Dia juga tinggal di asrama universitas, dan teman sekamarnya sering berpikir bahwa pemanasnya terlalu tinggi, hanya dia yang merasa kedinginan. Ketika asrama menjadi kosong pada hari libur, dia menggigil bahkan ketika dia terbungkus selimut.
Kemudian, setelah lulus dari perguruan tinggi dan pindah dari asrama, ia pindah ke dua tempat sewa berturut-turut, berpikir bahwa rumah pemiliknya bocor.
Akhirnya dia berhenti pindah.
Perlahan-lahan, saat dia bertemu dengan lebih banyak orang dan mendapatkan lebih banyak teman, rasa dingin itu perlahan memudar. Dia mungkin mati rasa, atau dia sudah beradaptasi, Shu Jin jarang merasa kesepian lagi.
Benar saja, mereka memilih restoran prasmanan untuk tempat berkumpul.
Lebih dari selusin rekan di departemen telah tiba dan tengah membicarakan segala macam hal. Lin Wang melakukan apa yang dia katakan. Untuk berterima kasih kepada Shu Jin karena mengundangnya keluar dan melihat tur mewah, dia membayar konsumsi semua orang malam itu.
Anak-anak muda berkumpul dengan sangat meriah, bermain gim dan bercanda sambil makan.
Shu Jin bersikap lebih tenang dari biasanya, dan semua orang mengira dia lelah dan masih belum bisa melupakan perjalanannya.
Lin Wang telah membagikan foto dan pengalaman perjalanan mereka kali ini dengan semua orang. Begitu Shu Jin kembali, semua orang membicarakan Sheng Xinghe.
Shu Jin sudah mempersiapkan mentalnya. Dia tidak berusaha menutup-nutupi apapun, dia bertindak sangat alami.
“Aku hanya mendengar Sheng Xinghe berasal dari Yuecheng.”
Seorang rekan berkata, “Aku juga tahu Shu Jin juga berasal dari Yuecheng, tapi aku tidak pernah berpikir mereka akan benar-benar saling mengenal! Ini pertama kalinya orang terkenal menjalin hubungan dengan seseorang yang dekat denganku. Rasanya sangat luar biasa!”

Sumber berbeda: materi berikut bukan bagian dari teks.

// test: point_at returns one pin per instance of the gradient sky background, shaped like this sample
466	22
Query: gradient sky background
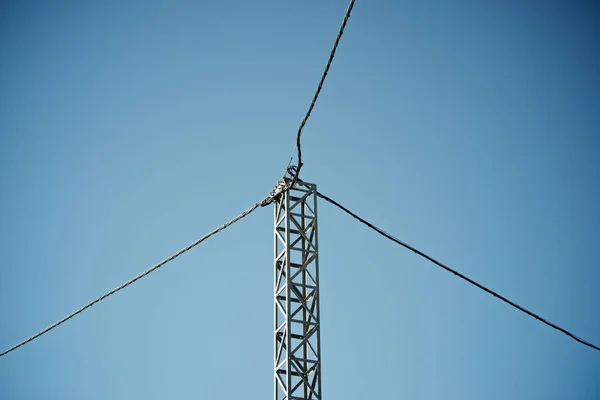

“Bukan hanya seorang kenalan, bukankah Shu Jin mengatakan bahwa Sheng Xinghe adalah kakaknya.” Seseorang berkata begitu.
Semua orang penasaran dan bertanya pada Shu Jin apa hubungan di antara mereka.

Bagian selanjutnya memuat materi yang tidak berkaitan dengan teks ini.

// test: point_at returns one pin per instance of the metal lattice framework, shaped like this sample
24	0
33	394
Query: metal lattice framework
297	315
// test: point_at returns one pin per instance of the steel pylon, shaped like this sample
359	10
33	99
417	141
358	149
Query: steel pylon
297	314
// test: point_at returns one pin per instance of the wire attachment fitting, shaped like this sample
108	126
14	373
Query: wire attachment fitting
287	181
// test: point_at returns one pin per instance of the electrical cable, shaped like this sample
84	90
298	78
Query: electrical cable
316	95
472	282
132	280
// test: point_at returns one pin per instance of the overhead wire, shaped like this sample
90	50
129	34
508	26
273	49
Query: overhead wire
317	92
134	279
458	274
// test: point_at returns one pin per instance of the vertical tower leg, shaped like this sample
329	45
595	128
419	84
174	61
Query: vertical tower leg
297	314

“Dia lebih tua dariku. Dia pernah tinggal di rumahku untuk sementara waktu.” Shu Jin berkata, “Hanya itu. Faktanya, hubungan kami tidak terlalu dekat.”
Seseorang bertanya: “Hei, soal matanya itu, apa sudah seperti itu ketika kalian bertemu?”
Shu Jin duduk di ujung lain meja panjang. Hotpot kecil dengan sup bening berdeguk di depannya, dan sumpitnya yang hendak mengambil sayuran panas berhenti: “En.”
Lin Wang mendekatinya, lalu menyentuh bahunya dan berkata: “Ada yang bilang mata Pak Sheng dibutakan oleh teman bermainnya, apakah itu benar, ah?”
Sumpit Shu Jin mengendur, dan sayuran jatuh ke dalam panci dan tidak dapat ditemukan lagi.
Kemudian dia mendengar dirinya berkata: “Aku tidak tahu.”
Lin Wang mengangkat bahu dan berhenti membicarakan topik ini.
Setelah putaran percakapan di antara rekan-rekannya, Lin Wang berbalik untuk melihat Shu Jin masih duduk di sana dengan bingung dan bertanya apa yang salah.
Shu Jin mendongak, wajahnya sangat pucat, dan tiba-tiba berkata kepadanya, “Itu aku.”
Tempat itu sangat bising, dan suara Shu Jin tidak cukup keras untuk didengar Lin Wang dengan jelas: “Apa?”
Shu Jin masih mempertahankan volume suaranya dan bergumam pada Lin Wang: “Akulah yang merusak mata Sheng Xinghe.”